# Sausage Won Tons



## bertjo44 (Jan 28, 2009)

This isn't groundbreaking as they are fairly simple to make (though a little time consuming to wrap each one) but this is my favorite recipe. Of course there are many variations but when I first made them it was an idea all of my own. I actually won a $300 IPOD about 5 years ago by making these for a Superbowl Cooking Contest for a local radio show (IPODS were pretty new at that time).

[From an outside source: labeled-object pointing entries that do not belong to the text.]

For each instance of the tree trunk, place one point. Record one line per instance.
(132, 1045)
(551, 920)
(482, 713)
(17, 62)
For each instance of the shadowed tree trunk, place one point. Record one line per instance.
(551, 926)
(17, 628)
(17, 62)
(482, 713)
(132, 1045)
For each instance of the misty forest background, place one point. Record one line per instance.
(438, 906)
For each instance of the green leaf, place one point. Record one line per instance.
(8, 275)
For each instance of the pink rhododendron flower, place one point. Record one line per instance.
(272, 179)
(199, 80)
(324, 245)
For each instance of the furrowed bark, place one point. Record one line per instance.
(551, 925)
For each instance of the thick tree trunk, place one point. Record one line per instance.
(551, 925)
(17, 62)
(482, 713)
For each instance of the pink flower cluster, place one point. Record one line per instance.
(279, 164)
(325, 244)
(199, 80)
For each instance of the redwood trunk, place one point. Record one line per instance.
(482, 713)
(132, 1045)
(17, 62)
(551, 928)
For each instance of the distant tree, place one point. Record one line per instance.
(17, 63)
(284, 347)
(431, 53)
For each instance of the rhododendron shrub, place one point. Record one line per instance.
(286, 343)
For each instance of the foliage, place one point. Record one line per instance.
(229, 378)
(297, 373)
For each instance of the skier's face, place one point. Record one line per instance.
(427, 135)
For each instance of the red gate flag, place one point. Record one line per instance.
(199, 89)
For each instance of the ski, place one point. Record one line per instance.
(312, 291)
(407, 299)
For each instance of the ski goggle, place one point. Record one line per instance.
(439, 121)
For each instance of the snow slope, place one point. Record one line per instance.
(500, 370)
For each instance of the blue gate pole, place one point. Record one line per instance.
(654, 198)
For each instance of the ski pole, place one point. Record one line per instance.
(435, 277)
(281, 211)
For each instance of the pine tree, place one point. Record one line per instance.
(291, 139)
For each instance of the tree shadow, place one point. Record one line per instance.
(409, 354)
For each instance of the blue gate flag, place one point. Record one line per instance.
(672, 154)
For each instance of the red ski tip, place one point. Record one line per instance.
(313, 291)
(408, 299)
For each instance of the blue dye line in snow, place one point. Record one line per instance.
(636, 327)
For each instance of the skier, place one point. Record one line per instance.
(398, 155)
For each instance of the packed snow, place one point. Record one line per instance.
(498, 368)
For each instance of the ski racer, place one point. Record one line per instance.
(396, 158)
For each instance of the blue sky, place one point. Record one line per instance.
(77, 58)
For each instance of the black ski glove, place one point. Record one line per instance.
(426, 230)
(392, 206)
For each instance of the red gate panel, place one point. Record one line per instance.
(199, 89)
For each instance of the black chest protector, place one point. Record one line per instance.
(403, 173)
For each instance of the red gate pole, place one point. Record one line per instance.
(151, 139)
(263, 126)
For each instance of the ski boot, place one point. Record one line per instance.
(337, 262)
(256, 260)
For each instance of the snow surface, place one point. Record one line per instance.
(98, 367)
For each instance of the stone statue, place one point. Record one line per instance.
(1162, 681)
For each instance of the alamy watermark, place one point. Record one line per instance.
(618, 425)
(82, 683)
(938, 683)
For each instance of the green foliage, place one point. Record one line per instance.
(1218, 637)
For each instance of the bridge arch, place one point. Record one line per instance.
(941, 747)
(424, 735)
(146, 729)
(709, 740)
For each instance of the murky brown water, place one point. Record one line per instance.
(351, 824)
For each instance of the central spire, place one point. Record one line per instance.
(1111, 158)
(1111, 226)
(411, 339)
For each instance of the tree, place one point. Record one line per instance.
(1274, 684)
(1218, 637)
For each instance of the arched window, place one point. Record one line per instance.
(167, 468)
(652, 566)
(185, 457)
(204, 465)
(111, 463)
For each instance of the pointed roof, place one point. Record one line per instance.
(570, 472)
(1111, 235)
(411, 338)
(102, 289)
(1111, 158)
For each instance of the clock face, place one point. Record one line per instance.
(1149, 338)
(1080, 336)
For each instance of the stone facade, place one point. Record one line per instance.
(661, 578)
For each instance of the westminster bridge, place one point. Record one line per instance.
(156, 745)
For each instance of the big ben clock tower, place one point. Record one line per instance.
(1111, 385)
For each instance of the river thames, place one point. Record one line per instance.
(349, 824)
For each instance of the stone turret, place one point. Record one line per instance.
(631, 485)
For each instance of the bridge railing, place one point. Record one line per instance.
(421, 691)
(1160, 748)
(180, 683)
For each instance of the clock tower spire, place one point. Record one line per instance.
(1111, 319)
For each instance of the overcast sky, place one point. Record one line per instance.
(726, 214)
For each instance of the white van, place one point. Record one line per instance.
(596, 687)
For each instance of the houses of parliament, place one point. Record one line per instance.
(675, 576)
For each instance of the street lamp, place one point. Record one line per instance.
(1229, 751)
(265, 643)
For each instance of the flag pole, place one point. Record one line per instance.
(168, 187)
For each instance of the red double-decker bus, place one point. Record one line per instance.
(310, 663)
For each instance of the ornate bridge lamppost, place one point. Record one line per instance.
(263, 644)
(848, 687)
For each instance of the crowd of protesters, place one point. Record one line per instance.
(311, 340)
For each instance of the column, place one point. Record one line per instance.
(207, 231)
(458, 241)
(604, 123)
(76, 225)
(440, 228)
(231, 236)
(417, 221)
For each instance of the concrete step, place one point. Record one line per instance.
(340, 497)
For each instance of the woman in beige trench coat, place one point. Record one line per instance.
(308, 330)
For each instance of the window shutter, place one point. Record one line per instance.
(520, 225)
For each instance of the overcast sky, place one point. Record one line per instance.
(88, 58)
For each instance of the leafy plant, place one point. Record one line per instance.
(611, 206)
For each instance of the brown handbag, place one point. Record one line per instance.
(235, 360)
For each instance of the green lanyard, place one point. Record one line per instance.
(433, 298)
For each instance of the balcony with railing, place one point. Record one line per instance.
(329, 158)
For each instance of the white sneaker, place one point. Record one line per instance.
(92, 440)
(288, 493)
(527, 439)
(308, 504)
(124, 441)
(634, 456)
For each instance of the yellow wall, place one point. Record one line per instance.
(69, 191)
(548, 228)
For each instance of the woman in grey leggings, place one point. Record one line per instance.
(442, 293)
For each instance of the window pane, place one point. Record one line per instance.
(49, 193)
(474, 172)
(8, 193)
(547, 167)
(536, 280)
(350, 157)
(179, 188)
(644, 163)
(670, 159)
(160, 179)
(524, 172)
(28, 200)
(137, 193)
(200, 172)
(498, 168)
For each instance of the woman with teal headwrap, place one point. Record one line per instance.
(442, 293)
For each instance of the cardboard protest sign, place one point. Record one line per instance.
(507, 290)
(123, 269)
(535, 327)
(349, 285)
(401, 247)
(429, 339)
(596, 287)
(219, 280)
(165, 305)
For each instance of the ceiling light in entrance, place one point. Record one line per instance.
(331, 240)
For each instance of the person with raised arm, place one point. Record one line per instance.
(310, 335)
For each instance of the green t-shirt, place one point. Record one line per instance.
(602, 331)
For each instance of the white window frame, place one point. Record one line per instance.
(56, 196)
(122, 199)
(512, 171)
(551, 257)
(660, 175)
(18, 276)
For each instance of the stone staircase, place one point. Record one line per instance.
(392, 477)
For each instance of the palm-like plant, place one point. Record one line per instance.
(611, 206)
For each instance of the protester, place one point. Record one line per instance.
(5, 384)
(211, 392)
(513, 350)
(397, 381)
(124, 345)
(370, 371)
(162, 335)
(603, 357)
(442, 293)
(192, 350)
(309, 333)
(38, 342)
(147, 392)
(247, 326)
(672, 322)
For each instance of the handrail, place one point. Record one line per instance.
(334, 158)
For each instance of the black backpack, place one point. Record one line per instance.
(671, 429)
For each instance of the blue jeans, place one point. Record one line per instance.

Brown and crumble 1 lb of your favorite breakfast sausage. Remove sausage and saute 1 small to medium onion in the drippings. Mix sausage, onion and 1 block of softened cream cheese. Place about 1 tbsp on a Won Ton wrapper, moisten two edge with water, fold and seal. Deep fry for approximately 5 mins until golden brown. Serve with you choice of dipping sauce. I usually use a sweet & sour sauce but honey mustard or ranch work also. Won Tons wrappers typically come in packs of 40 or 50. I used to buy them at the local Asian market but now Walmart even carries them. I usually double this recipe and make around 80 won tons.

This will be the 8th or 9th year I have served these at my Superbowl Party. I wasn't going to make them a couple of years ago but everyone demanded them. I have served them at several other occasions as well. The only variation I have done is adding some shredded cheddar to the mixture. I may add some Jalapeno Jelly this year. Hope you enjoy.


----------



## Glorie (Jan 28, 2009)

Thanks!  These sound yummy!


----------